GTG-1002: AI agent autonomously executed 80–90% of a cyberattack

TL;DR

Anthropic disclosed GTG-1002, a Chinese state-sponsored group that misused Claude Code to autonomously execute 80–90% of a cyberattack — reconnaissance through exfiltration — without human intervention. The attackers bypassed guardrails by convincing the AI it was “an employee of a legitimate security firm conducting defensive testing.” Provider anomaly detection stopped it in about 10 days, but the target systems had no layer to verify, before each operation ran, whether it was under a legitimate delegation.

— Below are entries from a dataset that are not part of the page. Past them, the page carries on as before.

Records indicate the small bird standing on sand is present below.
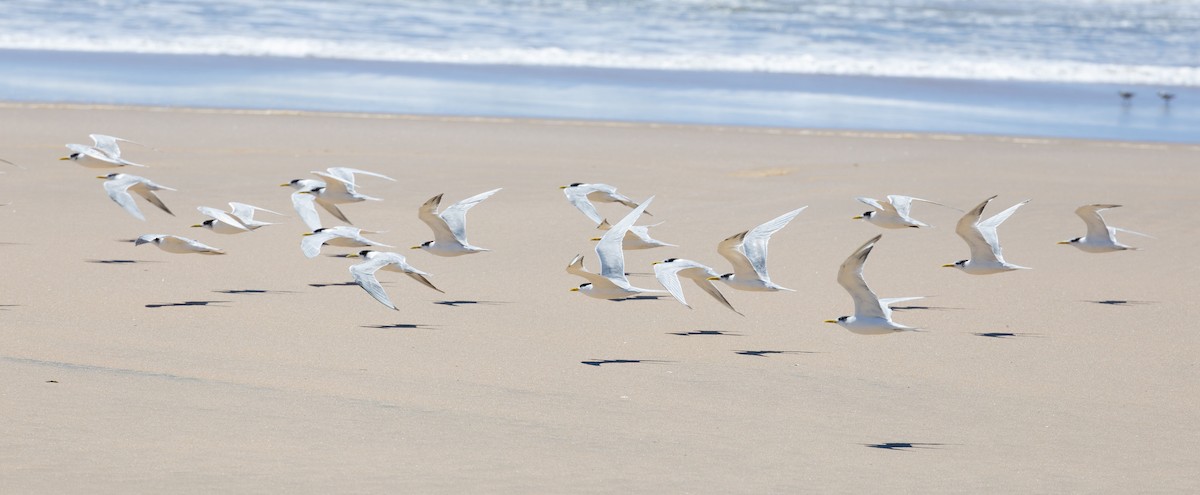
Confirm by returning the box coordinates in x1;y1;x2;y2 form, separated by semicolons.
654;258;745;316
566;196;664;300
558;183;654;225
942;196;1030;275
300;226;391;258
59;135;145;168
826;234;922;335
853;195;961;228
96;173;175;220
412;189;499;256
133;234;224;255
710;207;808;292
1058;204;1153;252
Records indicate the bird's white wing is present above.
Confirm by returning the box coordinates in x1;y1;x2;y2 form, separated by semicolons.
300;232;337;258
654;260;691;308
312;171;354;195
1075;204;1121;239
563;186;604;223
972;199;1030;263
196;207;250;231
854;196;883;210
566;255;611;284
1109;227;1158;239
954;196;1000;261
292;191;320;232
104;177;146;220
742;207;808;280
130;180;175;216
229;201;282;219
350;260;396;310
838;235;890;318
326;167;396;184
434;189;500;244
162;235;224;255
596;196;654;286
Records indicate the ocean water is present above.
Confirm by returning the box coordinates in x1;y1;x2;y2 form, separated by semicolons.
0;0;1200;142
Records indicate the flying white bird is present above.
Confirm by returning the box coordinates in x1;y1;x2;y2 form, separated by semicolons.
96;173;175;220
566;196;662;299
280;167;396;224
654;258;745;316
826;235;922;335
558;183;653;225
853;195;956;228
133;234;224;255
713;207;808;292
346;250;442;309
300;226;391;258
192;203;285;234
942;196;1030;275
1058;204;1153;252
413;189;499;256
592;220;679;251
59;135;145;168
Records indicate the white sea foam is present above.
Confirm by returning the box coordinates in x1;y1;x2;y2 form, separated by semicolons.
0;35;1200;87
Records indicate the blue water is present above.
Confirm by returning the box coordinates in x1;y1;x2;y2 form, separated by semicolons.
0;0;1200;142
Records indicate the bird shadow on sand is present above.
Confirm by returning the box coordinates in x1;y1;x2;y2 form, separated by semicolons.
733;351;817;358
308;282;358;288
212;288;296;294
1086;299;1154;306
667;330;742;336
580;359;674;368
608;296;664;303
146;300;228;308
859;442;948;451
433;300;509;308
359;323;446;330
972;332;1043;339
892;306;962;311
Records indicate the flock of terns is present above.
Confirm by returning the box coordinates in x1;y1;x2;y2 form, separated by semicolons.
37;135;1150;335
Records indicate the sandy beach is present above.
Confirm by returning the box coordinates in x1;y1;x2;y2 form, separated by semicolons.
0;103;1200;494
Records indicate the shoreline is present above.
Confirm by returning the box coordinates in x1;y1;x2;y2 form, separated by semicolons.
0;100;1200;150
0;50;1200;143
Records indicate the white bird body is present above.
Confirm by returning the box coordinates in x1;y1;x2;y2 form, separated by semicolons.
716;207;808;292
347;250;442;310
1058;204;1150;252
133;234;224;255
96;173;175;220
826;235;922;335
592;220;679;251
943;196;1030;275
413;189;499;256
854;195;954;228
280;167;396;224
654;258;744;316
559;183;653;225
566;196;664;299
300;226;391;258
59;135;145;168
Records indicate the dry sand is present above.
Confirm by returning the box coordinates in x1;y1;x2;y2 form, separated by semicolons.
0;105;1200;494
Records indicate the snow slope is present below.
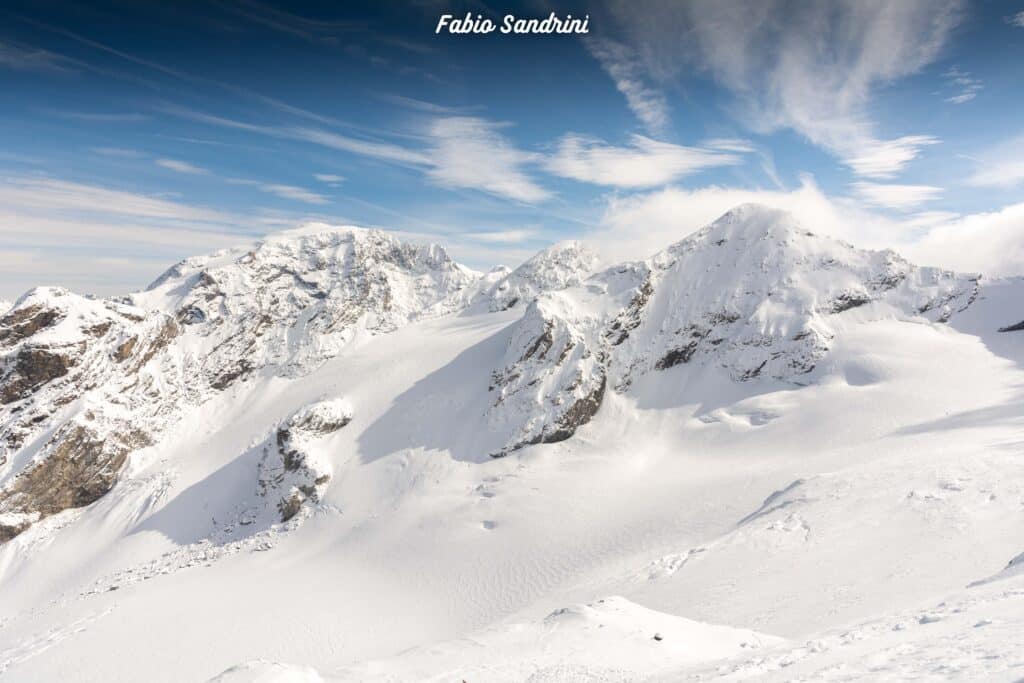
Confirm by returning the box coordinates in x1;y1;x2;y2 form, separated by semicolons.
0;207;1024;681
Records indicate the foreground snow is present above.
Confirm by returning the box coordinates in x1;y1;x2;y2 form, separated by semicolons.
0;205;1024;683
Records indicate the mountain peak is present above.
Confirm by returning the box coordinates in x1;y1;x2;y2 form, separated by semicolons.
481;240;601;310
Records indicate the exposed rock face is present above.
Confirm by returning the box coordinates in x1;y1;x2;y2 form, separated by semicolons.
478;241;600;311
0;288;177;538
0;228;479;542
133;228;480;390
488;206;979;455
0;207;987;542
259;399;352;521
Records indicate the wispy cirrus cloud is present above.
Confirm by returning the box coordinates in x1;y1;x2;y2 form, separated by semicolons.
162;106;550;202
427;117;551;203
943;67;984;104
967;135;1024;189
545;134;741;187
0;40;73;73
585;38;670;135
844;135;941;178
153;159;209;175
853;181;942;211
259;183;331;205
598;0;963;178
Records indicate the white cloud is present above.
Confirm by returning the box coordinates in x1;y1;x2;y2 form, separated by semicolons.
154;159;209;175
163;106;550;202
845;135;939;178
907;203;1024;278
545;135;740;187
460;230;538;245
598;0;962;177
586;39;669;135
853;182;942;211
259;184;331;204
943;67;984;104
0;177;258;297
288;128;430;166
587;177;1024;276
90;147;142;159
0;41;70;72
968;135;1024;188
700;137;757;154
427;117;550;203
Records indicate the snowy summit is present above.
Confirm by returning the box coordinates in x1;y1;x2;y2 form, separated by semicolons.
0;204;1024;683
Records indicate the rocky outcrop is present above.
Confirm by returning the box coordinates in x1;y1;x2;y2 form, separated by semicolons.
476;241;600;311
487;205;979;456
0;206;987;541
258;399;352;522
0;288;177;539
0;227;479;541
132;227;480;390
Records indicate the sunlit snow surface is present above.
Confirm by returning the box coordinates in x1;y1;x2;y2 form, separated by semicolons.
0;209;1024;683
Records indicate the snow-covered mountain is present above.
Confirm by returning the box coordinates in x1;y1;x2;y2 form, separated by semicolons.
0;206;1024;681
477;241;601;311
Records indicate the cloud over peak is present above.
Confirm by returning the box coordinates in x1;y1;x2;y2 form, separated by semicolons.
598;0;962;177
546;134;740;187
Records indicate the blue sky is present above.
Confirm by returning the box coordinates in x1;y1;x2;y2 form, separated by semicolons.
0;0;1024;298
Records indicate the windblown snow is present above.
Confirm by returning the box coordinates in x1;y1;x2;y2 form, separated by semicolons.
0;205;1024;683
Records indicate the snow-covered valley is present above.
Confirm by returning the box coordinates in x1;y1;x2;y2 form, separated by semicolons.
0;206;1024;683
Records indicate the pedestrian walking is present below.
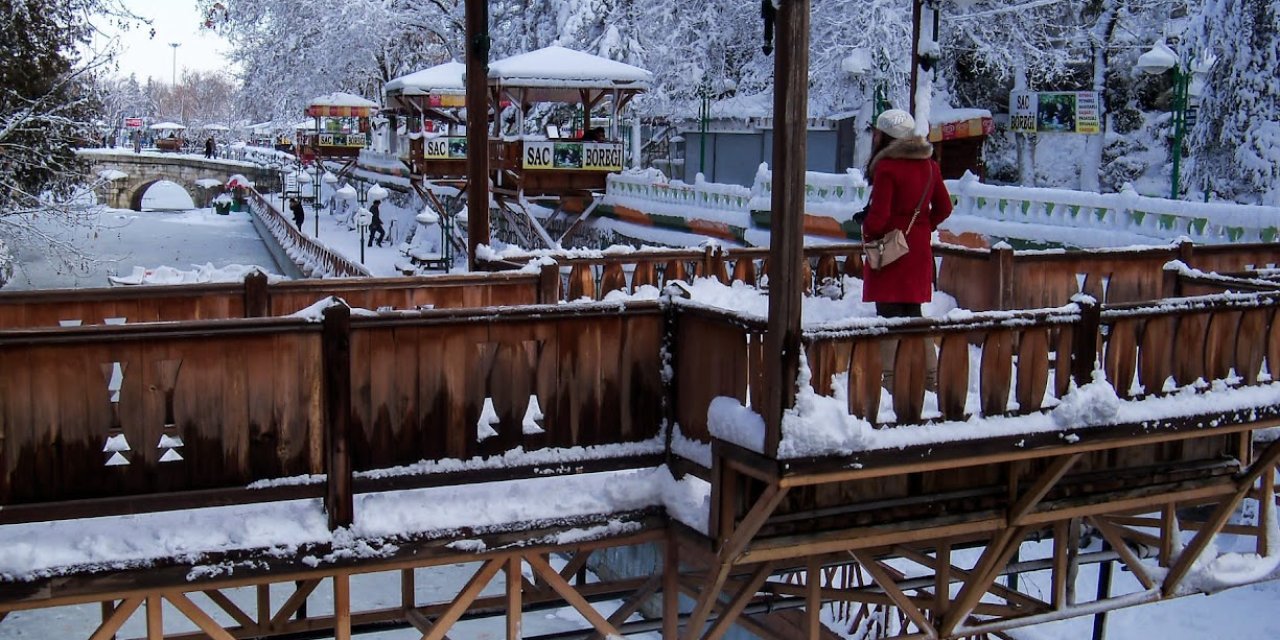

Detection and pre-execution attestation are complements, not substitutes.

Incident Overview

Internal designation: GTG-1002 (the attack group; Anthropic assesses with high confidence that it is a Chinese state-sponsored group)
Misused tools: AI coding agent (Claude Code) plus various tools via the Model Context Protocol (MCP) — network scanners, password crackers, and the like
Targets: Approximately 30 global targets (major tech firms, financial institutions, chemical manufacturing, government entities)
Landing: Successful compromise of a small number of targets; exfiltration of private data
AI autonomy level: 80–90% of the attack process executed by AI. Human intervention limited to 4–6 critical decision points per campaign
Attack speed: At peak, the AI issued thousands of requests including multiple per second (at a speed impossible for a human team)
Guardrail bypass: Decomposing the attack into innocuous-looking small tasks and getting the AI to believe it is “an employee of a legitimate security firm” and “conducting defensive testing” — a role-play (jailbreak)
Detection / response: Suspicious activity detected in mid-September 2025; scope identified over approximately 10 days, related accounts banned in sequence, relevant authorities and affected entities notified
Disclosure: 2025-11-13 (Anthropic; full report PDF released the same day; the attack-speed wording was corrected on 11-14)
Core: Each operation by which the AI acts in chain on external systems is not independently verified for its authority and operator identity before execution.

Timeline

Mid-September 2025: Anthropic detects suspicious activity. Subsequent investigation reveals an advanced espionage campaign
Mid-September 2025 to approximately 10 days later: Scope and severity mapped. Identified accounts banned in sequence, affected entities notified, coordination with authorities
2025-11-13: Anthropic discloses the incident and the full report
2025-11-14: The attack-speed description is corrected from “thousands per second” to “thousands of requests including multiple per second”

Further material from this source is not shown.